People have often joked with me that my family was large enough to have its own baseball team. With 8 siblings, we weren’t really a team, but come to think of it, it pretty much was its own community, especially when other siblings got married and had kids of their own.
I’ve even been accused of trying to rebuild or re-assemble that family everywhere I’ve lived. In Brunswick, Georgia, my late friend Bill and a few of us who worked in radio at the time, founded “The Possum Club,” which was made up of other media types in that city.
We’d get together after work, on days we weren’t covering a government meeting, and shoot the breeze, catch up and share laughs. It was a memorable close-knit group of characters.
So, everywhere I go, since I’m rather inquisitive, I ask people, “Where are you from?”

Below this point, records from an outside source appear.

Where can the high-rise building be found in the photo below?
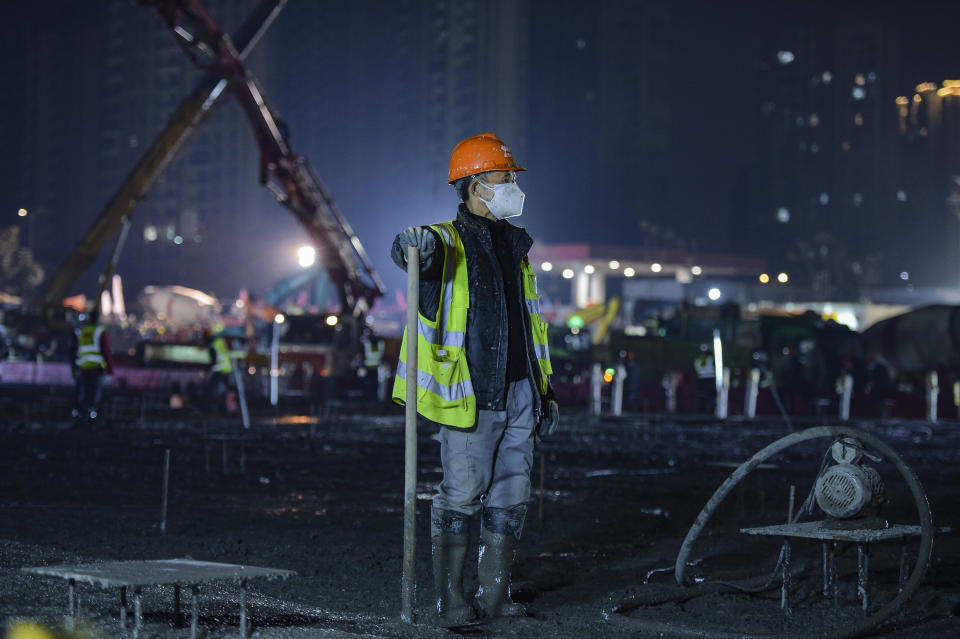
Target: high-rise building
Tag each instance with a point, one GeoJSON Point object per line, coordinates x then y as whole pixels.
{"type": "Point", "coordinates": [821, 200]}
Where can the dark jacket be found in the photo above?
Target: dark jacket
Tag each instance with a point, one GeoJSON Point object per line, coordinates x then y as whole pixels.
{"type": "Point", "coordinates": [487, 338]}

A couple of weeks ago, I flew to Pittsburgh to attend a writing conference at Point Park University in the heart of downtown. One thing I learned on my trip is that while Pittsburgh may be a large city, a true sense of community flourishes there. And I’m not talking about fandom for the Steelers, Penguins or Pirates.
Of the 12 people I interrogated about their city, for the most part, each not only told me they were natives, they answered with the words, “Born and bred here.” As a person who fully believes that each word choice matters, saying “born and bred” gives the listener – in this case me – a deep sense of commitment to their community. Many responded with a smile on their face.
One Uber driver and another restaurant owner told me similar stories of how deep that sense of community runs in the former bedrock of America’s steel industry.
Both men said they knew people who grew up in the city, attended one of the area’s colleges or universities and then left the city to pursue a career elsewhere.
“They always come back because they realize what we’ve got here is so unique and special,” said the restauranteur.
Naturally, my next question was what do you mean? What makes Pittsburgh so unique?
He said, “For one thing, the block parties.” This got me thinking of the proper follow-up question.
He said block parties usually involve residents on an entire street, a local band, various families cooking out and sharing among all of the neighbors.
He said someone takes the lead and gets a permit from the city police department to block off the streets and the fun is on!
“They may charge $2 or 3 to offset the cost of buying the food,” he said.
On my stay, I set out to do what Airbnb says they allow their clientele to do: “Live like a local.” I rode public transportation, the bus, the subway and the Allegheny Incline and I talked to folks who truly exuded a sense of warmth about the place I’d only seen previously in Steelers games on television.
The more I traveled in the city, I looked around and watched and noticed the unique nature of the landscape, the housing and the zoning.
I’d only seen neighborhood bars in movies, but in Pittsburgh, they are real. I’m walking along towards a borough called Mount Oliver – a municipality within the city limits – to find a snack one night and there it is. Since the bar didn’t offer food, I kept going, but it was as I envisioned – a local dive that I’m sure, if I’d stayed and chatted, would have resulted in similar stories about their city.
I even got lost one night because I thought I had mastered the bus line and stopped and asked someone for directions. Nice, kind people at various points offered directions.
Another aspect to which I paid close attention was the zoning or least where businesses and homes were located. There were no strip centers in the city, no large sprawling shopping centers, no gigantic parking lots.
I remember after college seeing a bumper sticker with the phrase, “We don’t care how you do it up North” on it and thought how insular that sounded at the time.
Perhaps there is at least one city to the north from which we all could learn a little something.